While teething problems with its new Integrated Cargo Shipping (ICS) system may have wreaked havoc on the wharves last month, an audit report has given the Australian Customs Services' Customs Compliance Assurance Strategy (CCAS) a qualified tick.
Despite noting a range of data integrity problems and a lack of a national database system, the Australian National Audit Office report has found Customs has well-developed systems and processes for risk assessing and targeting cargo consignments.
Customs implemented its compliance improvement strategy for cargo reporting in the first half of 2003, after identifying a need to improve the timeliness of reporting. The strategy, which seeks to achieve timely, accurate reporting, involves determining the level of non-compliance by individuals and as well as the overall education of industry. CCAS is an intelligence-driven program designed to deliver an international trading environment by high levels of self-regulated compliance with government requirements. The strategy operates on several levels through assessment and analysis of the level and nature of industry compliance with statutory requirements.
It is intended to focus resources and activities on areas of risk, with a management and planning structure that is driven by intelligence and analysis. Specifically, the CCAS aims to provide the Government and the community with confidence that:
+ reporting of all cargo and vessels entering or leaving Australia is accurate and timely; + licence and permit requirements, prohibitions and restrictions in relation to imported and exported goods are complied with; + the correct amount of revenue is paid or identified for collection or consideration; + community protection programs related to imported and exported goods are effectively implemented; and + accurate and reliable data on trade statistics is provided to Customs.
The ANAO report concludes Australia's international trading environment is complex, involves multiple industry participants and is largely self-regulated.
"Customs adopts an appropriate risk management approach and has developed and implemented systems and processes to risk assess and target high-risk consignments and non-compliant behaviour. Customs also monitors and, where necessary, enforces compliance with legislative requirements through the compliance activities of the CCAS. These compliance activities are undertaken in a real time and post transaction context. Intervention strategies to address non-compliance are tailored to the nature and extent of the risk involved," it says.
On the other hand, the report found Customs' ability to target non-compliance is undermined by a lack of systematic analysis of risks and emerging trends. It also concludes the intelligence support being provided to the CCAS is also reduced by inadequate feedback mechanisms and information sharing. It suggests Customs intelligence capacity would be enhanced if compliance activities were evaluated and the results of these activities fed into intelligence assessments.

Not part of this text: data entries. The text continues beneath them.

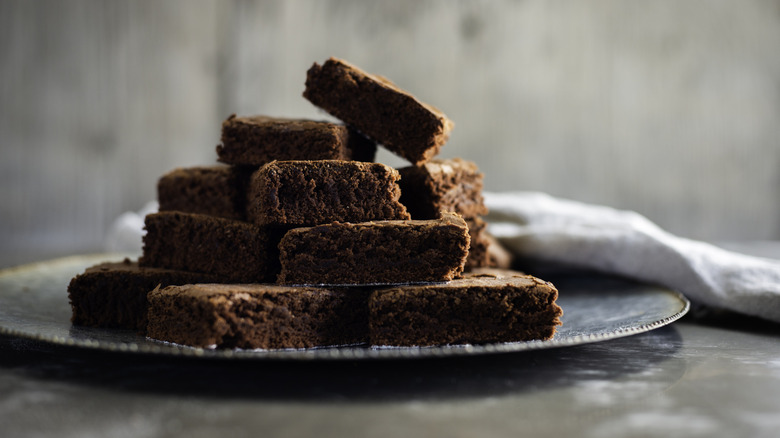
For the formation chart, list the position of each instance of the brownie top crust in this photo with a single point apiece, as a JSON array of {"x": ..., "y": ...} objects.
[
  {"x": 452, "y": 184},
  {"x": 218, "y": 190},
  {"x": 256, "y": 140},
  {"x": 379, "y": 109},
  {"x": 306, "y": 193},
  {"x": 377, "y": 252}
]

Meanwhile the report also highlighted significant data capture and data integrity problems. The audit determined a lack of readily available accurate and reliable compliance data and to evaluate the effectiveness of CCAS compliance activities or as a basis for management decision-making.
However it found Customs was putting in place a number of initiatives to strengthen its targeting and risk identification strategies.
"For example, the environmental risk analysis project is designed to identify and assess risks within the international cargo environment. Improved intelligence and information sharing arrangements are also being developed. Customs is working to address its data integrity issues so that it can properly evaluate compliance activities and provide assurance that the CCAS is meeting its objectives," it says.
The ANAO has made nine recommendations aimed at improving the operational and administrative effectiveness of the CCAS.